Os voluntários da Pastoral da Criança, nas visitas mensais que fazem às famílias, orientam a mãe traumatizada e que não quer aceitar a criança, especialmente nos casos de gravidez por estupro, sobre o direito à vida da criança. Acompanham a mãe e a criança até os seus anos de idade. Se após o parto a mulher não quiser ficar com a criança, deve ser obrigação do Estado criá-la e educá-la com dignidade. Nos casos de real risco de vida da mãe, sem possibilidade de salvá-la, que o caso seja submetido à Comissão de Ética do Hospital, que deverá estudar e buscar a forma de salvar as vidas, comunicando sempre sua apreciação às pessoas envolvidas na questão. Na comunidade, os voluntários se mobilizam para a prevenção da violência e orientam as famílias sobre a adoção das crianças, como expressão de amor e solidariedade.

Gravidez precoce? Marginalidade de crianças e jovens? Para solucionar esses problemas seria muito mais coerente, humano e barato investir em programas de prevenção que levem em conta a educação, o lazer, a saúde e a nutrição. Por exemplo, escolas de boa qualidade, que capacitem permanentemente seus professores e que disponibilizem o ensino em tempo integral, oferecendo música, arte, esportes, educação para a vida e para o trabalho; fortalecimento das famílias, de todas as classes sociais; o sistema de saúde funcionando de acordo com o que explicitam as Leis 8.080 e 8.142, que definem as ações do Sistema Único de Saúde ¿ SUS, com Controle Social, complementadas pela Emenda Constitucional 29, que garante recursos mínimos para a Saúde.
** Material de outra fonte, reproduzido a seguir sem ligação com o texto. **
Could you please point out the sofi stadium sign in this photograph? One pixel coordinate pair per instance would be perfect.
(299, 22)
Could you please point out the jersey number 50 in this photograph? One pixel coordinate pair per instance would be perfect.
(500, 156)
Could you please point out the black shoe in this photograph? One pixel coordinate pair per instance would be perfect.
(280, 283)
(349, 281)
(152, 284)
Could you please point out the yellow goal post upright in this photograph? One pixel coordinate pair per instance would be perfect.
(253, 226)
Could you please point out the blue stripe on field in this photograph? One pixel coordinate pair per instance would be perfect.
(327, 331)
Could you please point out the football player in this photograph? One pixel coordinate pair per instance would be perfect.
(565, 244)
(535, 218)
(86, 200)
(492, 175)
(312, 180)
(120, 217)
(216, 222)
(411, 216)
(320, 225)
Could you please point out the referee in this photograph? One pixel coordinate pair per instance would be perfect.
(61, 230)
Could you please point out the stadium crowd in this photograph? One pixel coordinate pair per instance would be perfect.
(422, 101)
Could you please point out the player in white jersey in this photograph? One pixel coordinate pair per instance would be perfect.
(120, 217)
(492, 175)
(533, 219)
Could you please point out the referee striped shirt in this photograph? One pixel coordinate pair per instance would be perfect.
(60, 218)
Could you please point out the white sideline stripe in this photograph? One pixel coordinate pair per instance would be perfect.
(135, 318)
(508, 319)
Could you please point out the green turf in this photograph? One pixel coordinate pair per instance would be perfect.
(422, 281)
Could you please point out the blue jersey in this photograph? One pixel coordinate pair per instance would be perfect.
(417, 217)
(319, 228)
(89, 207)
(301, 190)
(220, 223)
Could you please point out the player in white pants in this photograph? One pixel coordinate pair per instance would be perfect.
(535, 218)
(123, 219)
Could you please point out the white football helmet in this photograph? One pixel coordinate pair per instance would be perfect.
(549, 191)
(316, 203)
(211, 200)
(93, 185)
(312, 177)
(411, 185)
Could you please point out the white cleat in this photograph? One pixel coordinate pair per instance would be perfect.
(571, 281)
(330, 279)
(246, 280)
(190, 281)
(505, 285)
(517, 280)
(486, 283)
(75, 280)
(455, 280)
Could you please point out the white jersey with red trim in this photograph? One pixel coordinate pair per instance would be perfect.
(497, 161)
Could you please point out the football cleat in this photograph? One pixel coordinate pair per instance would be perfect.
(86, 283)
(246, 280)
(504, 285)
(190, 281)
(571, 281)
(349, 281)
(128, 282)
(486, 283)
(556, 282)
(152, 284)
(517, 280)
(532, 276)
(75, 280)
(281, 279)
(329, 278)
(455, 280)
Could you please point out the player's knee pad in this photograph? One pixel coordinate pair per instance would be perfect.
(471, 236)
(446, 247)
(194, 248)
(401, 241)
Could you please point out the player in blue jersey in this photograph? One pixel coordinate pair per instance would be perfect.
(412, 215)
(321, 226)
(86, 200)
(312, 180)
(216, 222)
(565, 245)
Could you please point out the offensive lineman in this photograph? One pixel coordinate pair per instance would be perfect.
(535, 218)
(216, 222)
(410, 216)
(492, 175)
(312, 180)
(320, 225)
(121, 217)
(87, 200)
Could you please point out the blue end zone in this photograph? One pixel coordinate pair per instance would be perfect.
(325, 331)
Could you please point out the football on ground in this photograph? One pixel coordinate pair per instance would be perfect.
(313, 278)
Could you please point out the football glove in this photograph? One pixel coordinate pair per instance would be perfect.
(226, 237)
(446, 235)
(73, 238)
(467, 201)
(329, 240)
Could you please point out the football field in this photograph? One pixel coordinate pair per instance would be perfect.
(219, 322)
O drama da gravidez indesejada e a prática de abortos clandestinos fazem parte de um grave problema social de saúde pública. É preciso educar as famílias e pressionar os governos para que sejam estabelecidas políticas públicas de orientação aos adolescentes e mulheres, e assistência e saúde das gestantes. É preciso sanar o problema em sua raiz, ou seja, na origem do problema, e não tentar consertar o mal com um mal maior.

Tenho certeza de que nossos deputados e senadores não se deixarão seduzir pela cultura da morte e da corrupção e lutarão pelo respeito à vida e por melhor qualidade de vida para todos. Afinal, o Código Civil, no artigo 2º, afirma: ¿A personalidade civil do homem começa do nascimento com vida; mas a lei põe a salvo desde a concepção os direitos do nascituro.¿

Se a saga dos que preferem a morte à vida em abundância continuar, o melhor é ouvir o povo por meio do plebiscito. Esta não é uma discussão menor, individual, pois questiona valores culturais, éticos, religiosos de toda a sociedade brasileira. O povo tem o direito de opinar.

ZILDA ARNS é fundadora e coordenadora nacional da Pastoral da Criança.